The zero goal places enormous pressure on infection preventionists and their programs, and it creates adversarial relationships between infection prevention services and clinicians as they argue about whether an event is an infection. Hospital administrators ask why programs are not reaching zero. And the infection prevention people are caught in the middle of all this. They are in a terrible position: In some cases, they are deciding – in a way – whether people will get a pay raise or will be fired from their jobs.

Trying to eliminate HAIs fosters problems with surveillance, such as outright cheating, making subtle changes to case definitions that reduce infection rates, and underfunding infection prevention programs to reduce their sensitivity for case ascertainment.

It also leads to inappropriate medical practices. For example, many hospitals now check urine cultures on admission in patients with urinary catheters, or obtain blood cultures on asymptomatic patients simply because they have a central line. We know what those kinds of practices lead to nonindicated treatment and overuse of antibiotics.

Aiming for zero separates infection prevention from quality and safety because now, the "be all, end all" becomes an infection-free hospital stay, when maybe that is not the main goal from a patient perspective.

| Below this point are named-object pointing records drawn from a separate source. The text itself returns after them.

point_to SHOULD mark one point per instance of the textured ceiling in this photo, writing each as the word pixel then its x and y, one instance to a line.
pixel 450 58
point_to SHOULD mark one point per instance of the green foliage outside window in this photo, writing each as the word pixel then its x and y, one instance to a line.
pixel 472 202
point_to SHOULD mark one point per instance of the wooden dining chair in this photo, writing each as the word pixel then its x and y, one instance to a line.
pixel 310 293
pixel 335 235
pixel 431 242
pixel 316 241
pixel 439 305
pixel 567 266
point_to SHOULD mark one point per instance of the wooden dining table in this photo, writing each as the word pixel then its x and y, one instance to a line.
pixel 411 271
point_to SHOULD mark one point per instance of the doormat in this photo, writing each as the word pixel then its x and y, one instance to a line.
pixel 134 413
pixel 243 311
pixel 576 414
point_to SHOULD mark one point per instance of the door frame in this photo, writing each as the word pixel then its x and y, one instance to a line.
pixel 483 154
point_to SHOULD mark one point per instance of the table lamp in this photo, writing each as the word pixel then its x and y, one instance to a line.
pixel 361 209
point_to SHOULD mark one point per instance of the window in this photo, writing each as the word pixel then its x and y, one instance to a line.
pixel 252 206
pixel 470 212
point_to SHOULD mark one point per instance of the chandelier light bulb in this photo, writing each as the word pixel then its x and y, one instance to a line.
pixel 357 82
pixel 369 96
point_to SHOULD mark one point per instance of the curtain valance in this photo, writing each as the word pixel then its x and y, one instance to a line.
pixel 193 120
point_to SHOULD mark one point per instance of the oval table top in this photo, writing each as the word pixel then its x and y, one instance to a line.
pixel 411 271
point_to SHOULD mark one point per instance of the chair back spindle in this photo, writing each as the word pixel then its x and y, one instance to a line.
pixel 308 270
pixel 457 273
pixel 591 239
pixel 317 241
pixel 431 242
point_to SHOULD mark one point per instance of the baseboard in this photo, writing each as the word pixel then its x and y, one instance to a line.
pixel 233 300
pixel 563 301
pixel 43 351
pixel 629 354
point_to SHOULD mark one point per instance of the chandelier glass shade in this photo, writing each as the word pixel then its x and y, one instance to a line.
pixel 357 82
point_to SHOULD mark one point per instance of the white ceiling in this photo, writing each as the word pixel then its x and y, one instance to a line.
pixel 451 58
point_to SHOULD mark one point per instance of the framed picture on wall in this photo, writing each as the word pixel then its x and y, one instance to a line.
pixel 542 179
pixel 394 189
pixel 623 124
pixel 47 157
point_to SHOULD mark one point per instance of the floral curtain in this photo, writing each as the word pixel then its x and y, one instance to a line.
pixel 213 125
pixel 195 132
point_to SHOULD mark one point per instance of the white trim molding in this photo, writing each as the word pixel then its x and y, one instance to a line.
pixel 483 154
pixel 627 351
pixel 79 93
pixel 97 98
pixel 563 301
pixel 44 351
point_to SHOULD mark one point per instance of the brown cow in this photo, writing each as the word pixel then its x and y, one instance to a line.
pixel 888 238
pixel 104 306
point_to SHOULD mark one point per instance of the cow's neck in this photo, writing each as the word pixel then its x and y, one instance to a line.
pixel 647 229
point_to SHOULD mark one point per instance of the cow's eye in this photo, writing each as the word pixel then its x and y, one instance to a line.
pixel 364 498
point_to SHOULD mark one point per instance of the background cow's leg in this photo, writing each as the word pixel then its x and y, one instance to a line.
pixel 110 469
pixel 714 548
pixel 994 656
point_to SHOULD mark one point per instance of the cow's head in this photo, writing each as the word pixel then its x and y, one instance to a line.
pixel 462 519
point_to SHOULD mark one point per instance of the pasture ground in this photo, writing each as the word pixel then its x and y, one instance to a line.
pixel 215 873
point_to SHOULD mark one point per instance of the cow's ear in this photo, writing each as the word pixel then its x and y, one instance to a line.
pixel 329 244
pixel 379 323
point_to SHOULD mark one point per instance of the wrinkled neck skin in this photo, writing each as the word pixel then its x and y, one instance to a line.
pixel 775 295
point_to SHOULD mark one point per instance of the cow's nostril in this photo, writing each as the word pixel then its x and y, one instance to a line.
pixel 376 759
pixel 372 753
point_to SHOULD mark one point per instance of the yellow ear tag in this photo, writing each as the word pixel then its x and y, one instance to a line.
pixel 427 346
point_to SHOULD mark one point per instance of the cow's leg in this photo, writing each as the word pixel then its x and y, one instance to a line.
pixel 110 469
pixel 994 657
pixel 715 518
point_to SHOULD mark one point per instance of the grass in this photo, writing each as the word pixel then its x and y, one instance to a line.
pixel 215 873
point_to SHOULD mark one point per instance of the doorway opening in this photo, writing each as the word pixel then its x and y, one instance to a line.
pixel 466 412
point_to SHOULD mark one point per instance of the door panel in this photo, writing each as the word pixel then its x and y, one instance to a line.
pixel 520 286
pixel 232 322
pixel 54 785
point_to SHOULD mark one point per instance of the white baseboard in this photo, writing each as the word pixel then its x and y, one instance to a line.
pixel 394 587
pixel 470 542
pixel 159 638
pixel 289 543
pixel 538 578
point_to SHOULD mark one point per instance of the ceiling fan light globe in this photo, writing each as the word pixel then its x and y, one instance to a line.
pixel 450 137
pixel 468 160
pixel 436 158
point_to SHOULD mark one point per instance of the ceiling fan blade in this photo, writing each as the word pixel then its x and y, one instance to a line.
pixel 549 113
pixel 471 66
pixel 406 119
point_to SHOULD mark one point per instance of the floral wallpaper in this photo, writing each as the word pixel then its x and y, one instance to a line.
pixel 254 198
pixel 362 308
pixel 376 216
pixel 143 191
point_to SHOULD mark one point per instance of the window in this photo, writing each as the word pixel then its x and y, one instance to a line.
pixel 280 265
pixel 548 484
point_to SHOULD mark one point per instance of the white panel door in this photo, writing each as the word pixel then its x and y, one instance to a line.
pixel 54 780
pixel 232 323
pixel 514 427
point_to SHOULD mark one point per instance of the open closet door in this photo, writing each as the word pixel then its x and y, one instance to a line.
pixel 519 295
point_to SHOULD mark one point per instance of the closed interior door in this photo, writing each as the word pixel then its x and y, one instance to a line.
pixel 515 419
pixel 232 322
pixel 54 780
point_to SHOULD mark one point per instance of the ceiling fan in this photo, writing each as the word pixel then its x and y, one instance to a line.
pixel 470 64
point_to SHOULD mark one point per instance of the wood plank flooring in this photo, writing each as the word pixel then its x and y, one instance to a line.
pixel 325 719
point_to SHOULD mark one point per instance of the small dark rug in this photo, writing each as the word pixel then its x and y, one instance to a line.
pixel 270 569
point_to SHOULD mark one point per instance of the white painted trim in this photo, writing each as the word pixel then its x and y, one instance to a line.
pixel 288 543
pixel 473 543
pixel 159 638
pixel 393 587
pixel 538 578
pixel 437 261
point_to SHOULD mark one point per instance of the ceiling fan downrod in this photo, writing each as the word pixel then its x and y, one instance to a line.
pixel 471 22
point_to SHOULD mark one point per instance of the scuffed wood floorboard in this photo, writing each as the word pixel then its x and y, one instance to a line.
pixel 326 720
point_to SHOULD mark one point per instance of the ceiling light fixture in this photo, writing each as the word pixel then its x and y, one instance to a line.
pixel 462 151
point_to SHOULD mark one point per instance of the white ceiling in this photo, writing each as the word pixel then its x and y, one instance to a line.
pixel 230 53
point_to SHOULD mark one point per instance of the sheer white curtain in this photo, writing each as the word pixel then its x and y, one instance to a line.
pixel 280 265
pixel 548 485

The zero goal also fosters expedient solutions over the hard work of behavior change. A report predicts that, in 2016, the market for infection-control devices and products will be $18 billion – triple that of the market for antibiotics to treat those infections. So there’s a lot of industry out there waiting to get into the market. That in turn contributes to a conflict of interest. Some leading infectious disease associations now have strong sponsorship from these industries that is likely not serving us well.

Aiming for zero also punishes hospitals that care for poor and sicker patients. As an example, in public reporting of hospitals’ infection rates, academic medical centers may appear to have comparatively worse performance.

Finally, if we already know how to get to zero, why would we ever invest any more in research to reduce infections? It really weakens the rationale for funding in the whole field of HAI prevention.

In sum, getting to zero HAIs is not a realistic or beneficial goal and may actually produce many unintended negative consequences. Clinicians and patients alike would be better served by a focus on achieving realistic reductions.

Dr. Edmond is the Richard P. Wenzel Professor of Internal Medicine and chair of the infectious diseases division, Virginia Commonwealth University Hospital, and an epidemiologist at the VCU Health System, both in Richmond. He disclosed no relevant conflicts of interest.